Conclusions: The intestinal microbiota appears to activate MMCs after the ingestion of fat in rats; this contributes to fat-induced intestinal permeability. We found that the gut microbiome promotes absorption of lipid, probably by intestinal production of apolipoproteins and secretion of chylomicrons.

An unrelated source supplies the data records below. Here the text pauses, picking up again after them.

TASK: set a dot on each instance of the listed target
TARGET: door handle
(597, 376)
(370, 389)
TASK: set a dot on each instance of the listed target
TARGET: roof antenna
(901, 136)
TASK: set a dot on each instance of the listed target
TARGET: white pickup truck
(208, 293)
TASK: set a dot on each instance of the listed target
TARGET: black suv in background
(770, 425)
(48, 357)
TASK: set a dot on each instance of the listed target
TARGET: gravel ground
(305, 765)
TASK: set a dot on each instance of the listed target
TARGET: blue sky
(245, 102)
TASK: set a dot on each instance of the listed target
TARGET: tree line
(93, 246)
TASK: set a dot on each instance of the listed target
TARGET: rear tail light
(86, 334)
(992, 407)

Keywords: APOA-I; APOA-IV; Digestion; Microbe.

Figure 1

Antibiotic treatment suppressed mucosal mast cell activation. (A) Lymphatic RMCPII output in saline-treated control (n = 8) and antibiotic-treated (n = 8) rats given an intraduodenal infusion of LiposynIII. (B) A representative Western blot showing RMCPII output in lymph. (C) Lymph DAO activity between the 2 groups (n = 8 each). Data are expressed as mean ± SEM; *P < .05.

Figure 2

Antibiotic treatment reduced intestinal permeability in response to dietary lipid. (A) Lymphatic output of FITC-labeled dextran to measure intestinal permeability in control (n = 6) and antibiotic-treated (n = 10) rats given Liposyn III. (B) Total (area under the curve [AUC]) lymph FITC levels over 4 hours. Data are expressed as mean ± SEM; *P < .05; **P < .01; ***P < .001.

Figure 3

Antibiotics treatment reduced the lymphatic outputs of (A) triglycerides and (B) phospholipids. Saline-treated control (n = 8) and antibiotic-treated (n = 8) rats were given an intraduodenal infusion of LiposynIII lipid. Data are expressed as mean ± SEM; *P < .05; ** P < .01; ***P < .001.

Figure 4

Antibiotic treatment suppressed the intestinal outputs of (A) ApoB, (B) ApoA-I, and (C) ApoA-IV into the mesenteric lymph. Saline-treated control (n = 6) and antibiotic-treated (n = 6) rats were given an intraduodenal infusion of LiposynIII. Data are expressed as mean ± SEM. *P < .05; **P < .01; ***P < .005; ****P < .001.

Figure 5

Antibiotic treatment did not affect (A) intestinal motility and (B) luminal fat digestion. To look at effects of antibiotics on intestinal motility, lymph fistula animals given either antibiotics (n = 7) or saline (n = 6) for 4 days were given an intraduodenal bolus of intralipid labeled with ³H triolein. Radioactivities from luminal contents of the intestinal segments (L1, duodenum; L2 and L3, jejunum; L4, ileum) were measured by liquid scintillation. To measure luminal digestion, luminal pancreatic lipase activity was assayed. Lymph-intact animals equipped with duodenal tubes were treated for 4 days with (n = 4) or without antibiotics (n = 4). On the experimental day, a lipid bolus was administered intraduodenally and, after 4 hours, the luminal contents of small intestinal segments were assayed for lipase activity.

Figure 6

Restoring the microbiota after antibiotic treatment restored (A) fat absorption and (B) MMC activation as measured by RMCPII output into lymph. After the 4-day antibiotic treatment regimen (n = 4) and saline as a control (n = 4), the animals were allowed to recover for 4 weeks before performing experiments.

Figure 7

Gut microbial composition depicting phyla (A) and class (B) of saline-treated control animals. Antibiotic treatment resulted in no amplification of the 16S rRNA gene and thus we were unable to assess fecal microbiota composition. Taxonomic structure of 16S rRNA gene was assessed using the Illumina Mi-Seq platform and results analyzed using Quantitative Insights Into Microbial Ecology software.